Yes, Scheer himself has become an albatross around his party’s neck.

Even in the conservative heartland of Alberta, 40 per cent of the voters, who self-identify as Conservative supporters, disapprove of the outgoing leader’s performance.

In hindsight, many Conservative MPs wish they had opposed his bid to continue to serve as leader over the course of the leadership campaign.

Someone less inclined to double down on tone-deaf critiques of the government would almost certainly have done a better job of keeping the party in the game.

In any event, it is hard to see how anyone could have done worse.

When 75 per cent to 80 per cent of voters say they approve of the mix of measures the Liberals have put forward to manage the pandemic fallout, hammering the message that Trudeau is failing Canadians falls spectacularly short of offering a credible alternative narrative to that of the government.

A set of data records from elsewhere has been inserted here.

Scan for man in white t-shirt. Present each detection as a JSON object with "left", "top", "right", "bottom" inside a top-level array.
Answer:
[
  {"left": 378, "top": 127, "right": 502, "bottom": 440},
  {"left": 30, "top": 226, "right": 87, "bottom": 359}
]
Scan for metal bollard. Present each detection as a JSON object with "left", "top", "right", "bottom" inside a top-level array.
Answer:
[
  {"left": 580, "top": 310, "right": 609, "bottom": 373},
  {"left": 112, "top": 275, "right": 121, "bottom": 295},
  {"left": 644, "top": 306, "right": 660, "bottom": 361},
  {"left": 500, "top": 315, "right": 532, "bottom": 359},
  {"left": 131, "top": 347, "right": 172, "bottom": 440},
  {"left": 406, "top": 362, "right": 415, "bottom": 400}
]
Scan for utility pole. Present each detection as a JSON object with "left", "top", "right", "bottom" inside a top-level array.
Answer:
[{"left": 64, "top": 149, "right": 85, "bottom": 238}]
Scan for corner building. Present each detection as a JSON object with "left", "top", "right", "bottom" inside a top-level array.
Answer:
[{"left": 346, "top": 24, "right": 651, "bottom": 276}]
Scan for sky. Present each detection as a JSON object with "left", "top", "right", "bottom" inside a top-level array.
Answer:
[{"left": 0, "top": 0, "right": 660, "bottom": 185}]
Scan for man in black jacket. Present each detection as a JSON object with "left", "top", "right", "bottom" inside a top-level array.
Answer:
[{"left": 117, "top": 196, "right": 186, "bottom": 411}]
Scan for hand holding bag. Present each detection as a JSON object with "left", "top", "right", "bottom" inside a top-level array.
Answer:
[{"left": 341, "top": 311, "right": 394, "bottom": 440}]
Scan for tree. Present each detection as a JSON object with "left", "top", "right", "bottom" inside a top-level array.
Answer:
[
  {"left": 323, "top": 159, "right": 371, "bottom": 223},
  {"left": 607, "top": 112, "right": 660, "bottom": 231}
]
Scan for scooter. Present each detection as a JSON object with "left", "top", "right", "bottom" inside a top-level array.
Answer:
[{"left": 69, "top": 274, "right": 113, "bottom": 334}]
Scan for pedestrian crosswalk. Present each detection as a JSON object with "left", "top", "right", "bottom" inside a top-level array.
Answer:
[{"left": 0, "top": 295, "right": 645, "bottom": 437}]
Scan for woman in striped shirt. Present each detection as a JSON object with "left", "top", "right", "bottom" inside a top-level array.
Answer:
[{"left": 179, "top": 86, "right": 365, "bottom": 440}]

And yet, to this day, according to Abacus, 59 per cent of Conservative supporters are still itching for an election between now and this time next year.

For the sake of comparison, only one in four Liberal voters — even as the polls increasingly favour Trudeau’s party — are pining for a return to the polls over the next 12 months.

Apparently, it is not just the current Conservative leadership team that lives in a parallel political universe.

Chantal Hebert is a columnist with Torstar Syndicate Services.